Landrat kündigt Wechsel in der Führungsspitze der Kreisverwaltung an

Landrat Olaf Schade

Landrat Olaf Schade

Kreisdirektorin Iris Pott/Fotos: UvK/Ennepe-Ruhr-Kreis

Kreisdirektorin Iris Pott/Fotos: UvK/Ennepe-Ruhr-Kreis

Fachbereichsleiter Klaus Tödtmann

Fachbereichsleiter Klaus Tödtmann

„Kreisdirektorin Iris Pott wird nach 16 Jahren im Amt nicht für eine weitere achtjährige Wahlperiode zur Verfügung stehen. Ihre Amtszeit endet damit am 31. Dezember 2020.“ Diese Information machte Landrat Olaf Schade in der jüngsten Sitzung des Kreisausschusses öffentlich.

Gleichzeitig erläuterte er das Prozedere, mit dem die Aufgabe neu vergeben werden soll. „Hier gilt es, rechtliche Vorgaben und Besonderheiten des nächsten Jahres zu beachten“, so Schade. Rechtlich regelt die Gemeindeordnung: Die Wahl einer Kreisdirektorin oder eines Kreisdirektors ist frühestens sechs Monate vor dem Freiwerden der Stelle möglich. In diesem Fall also ab dem 1. Juli.

Stellenausschreibung soll frühzeitig auf dne Weg gebracht werden

Zu dieser Zeit sind 2020 aber bereits Sommerferien. Wenn die Ferien Mitte August enden, stehen keine fünf Wochen später die Kommunalwahlen auf dem Programm. „Meine Überzeugung lautet: Es wäre nur schwer vermittelbar und mit meinem demokratischen Verständnis auch nicht vereinbar, diese wichtige Personalentscheidung vom alten Kreistag treffen zu lassen. Immerhin werden mit der Wahl Fakten für acht Jahre geschaffen“, machte Schade seine Position deutlich.

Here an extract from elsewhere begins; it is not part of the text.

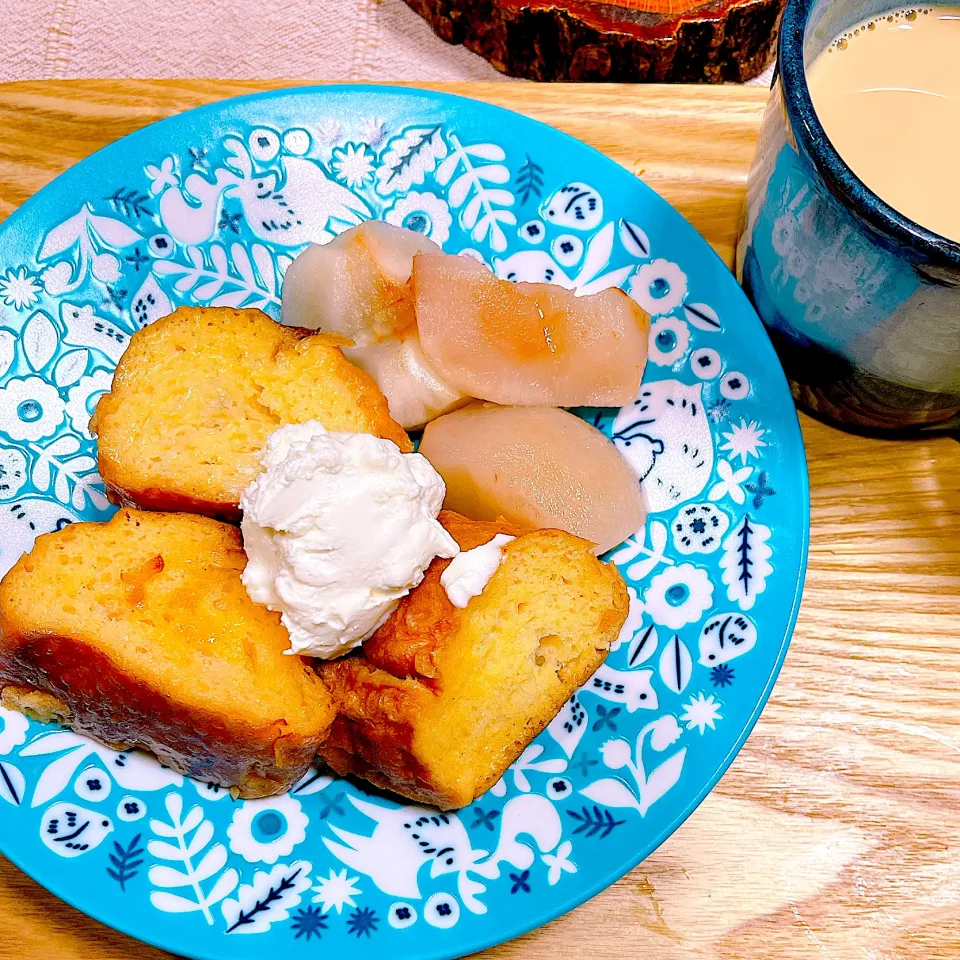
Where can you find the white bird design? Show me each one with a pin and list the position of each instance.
(291, 203)
(302, 207)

Anzustreben sei vielmehr ein zeitnahes Votum des neuen Kreistages. Um dies im November 2020 einholen zu können und dem Dienstbeginn am 1 Januar 2021 den Weg zu ebnen, werde die notwendige Stellenausschreibung so frühzeitig wie nötig veranlasst.

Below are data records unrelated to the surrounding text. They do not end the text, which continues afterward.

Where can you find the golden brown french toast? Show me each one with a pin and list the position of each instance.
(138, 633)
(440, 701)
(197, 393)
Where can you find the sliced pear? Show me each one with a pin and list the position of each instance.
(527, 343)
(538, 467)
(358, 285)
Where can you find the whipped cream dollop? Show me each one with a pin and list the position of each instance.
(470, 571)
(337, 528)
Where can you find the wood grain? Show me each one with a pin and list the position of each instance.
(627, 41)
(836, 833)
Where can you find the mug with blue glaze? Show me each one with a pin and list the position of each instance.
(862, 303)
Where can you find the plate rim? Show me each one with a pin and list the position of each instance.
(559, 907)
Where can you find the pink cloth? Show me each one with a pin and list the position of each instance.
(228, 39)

Fachbereichsleiter Tödtmann ab März im Ruhestand

Eng mit der Pott-Nachfolge verbunden ist für Schade die Frage, wie mit der Leitung des Fachbereiches Bau, Umwelt, Vermessung und Kataster im Schwelmer Kreishaus umgegangen wird. Amtsinhaber Klaus Tödtmann wird ab März 2020 im Ruhestand sein.

„Da zu diesem Zeitpunkt noch unklar ist, welche Zuständigkeiten die neue Kreisdirektorin oder der neue Kreisdirektor übernehmen möchte und übernehmen wird, vergeben wir die Fachbereichsleitung erst nach der Wahl und nachdem die Aufgaben verteilt sind“, kündigte Schade an.

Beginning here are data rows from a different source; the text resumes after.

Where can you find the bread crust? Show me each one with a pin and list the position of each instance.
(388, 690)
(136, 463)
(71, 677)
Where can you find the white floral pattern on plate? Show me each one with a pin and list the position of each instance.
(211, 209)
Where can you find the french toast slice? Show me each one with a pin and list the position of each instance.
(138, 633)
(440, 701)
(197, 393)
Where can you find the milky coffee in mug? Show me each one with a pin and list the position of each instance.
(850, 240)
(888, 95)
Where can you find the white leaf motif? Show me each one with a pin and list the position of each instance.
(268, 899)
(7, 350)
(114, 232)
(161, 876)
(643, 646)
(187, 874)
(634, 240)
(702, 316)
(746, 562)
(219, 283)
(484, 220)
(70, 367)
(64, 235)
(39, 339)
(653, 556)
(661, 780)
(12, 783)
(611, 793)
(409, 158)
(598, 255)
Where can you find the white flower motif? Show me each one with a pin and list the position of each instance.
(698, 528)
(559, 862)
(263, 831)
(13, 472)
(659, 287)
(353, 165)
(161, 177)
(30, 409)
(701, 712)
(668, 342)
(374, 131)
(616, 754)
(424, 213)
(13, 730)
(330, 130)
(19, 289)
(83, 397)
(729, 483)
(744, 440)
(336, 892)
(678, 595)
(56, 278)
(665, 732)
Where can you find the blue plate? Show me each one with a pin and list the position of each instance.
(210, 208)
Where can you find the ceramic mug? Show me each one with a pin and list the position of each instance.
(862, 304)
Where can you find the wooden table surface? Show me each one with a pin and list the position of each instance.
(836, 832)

Für die Übergangszeit und bis zur Neubesetzung der zwei wichtigen Stellen in der Kreisverwaltung will der Landrat die Aufgaben des bisherigen Fachbereichsleiters im Rahmen seiner Organisationsgewalt auf andere Fachbereichsleiter verteilen. „Damit stellen wir sicher, dass die Arbeiten in bisher gewohnter Qualität erfüllt werden.“

Vereinbarte Vertraulichkeit wurde gebrochen

Keinen Hehl machte Schade gegenüber den Politkern über sein Bedauern, dass die unter den Parteien im Ältestenrat vereinbarte Vertraulichkeit über die notwendige Neuwahl durch einen Antrag der Kreistagsfraktion Die Linke zum jetzigen Zeitpunkt durchbrochen worden ist.

„Mehr als ein Jahr vor dem Ausscheiden von Iris Pott ihre Pläne öffentlich zu machen, führt durchaus zu Unruhe. Geplant war eigentlich, dass die Kreisdirektorin ihre Entscheidung im ersten Halbjahr 2020 selbst verkündet“, verriet Schade.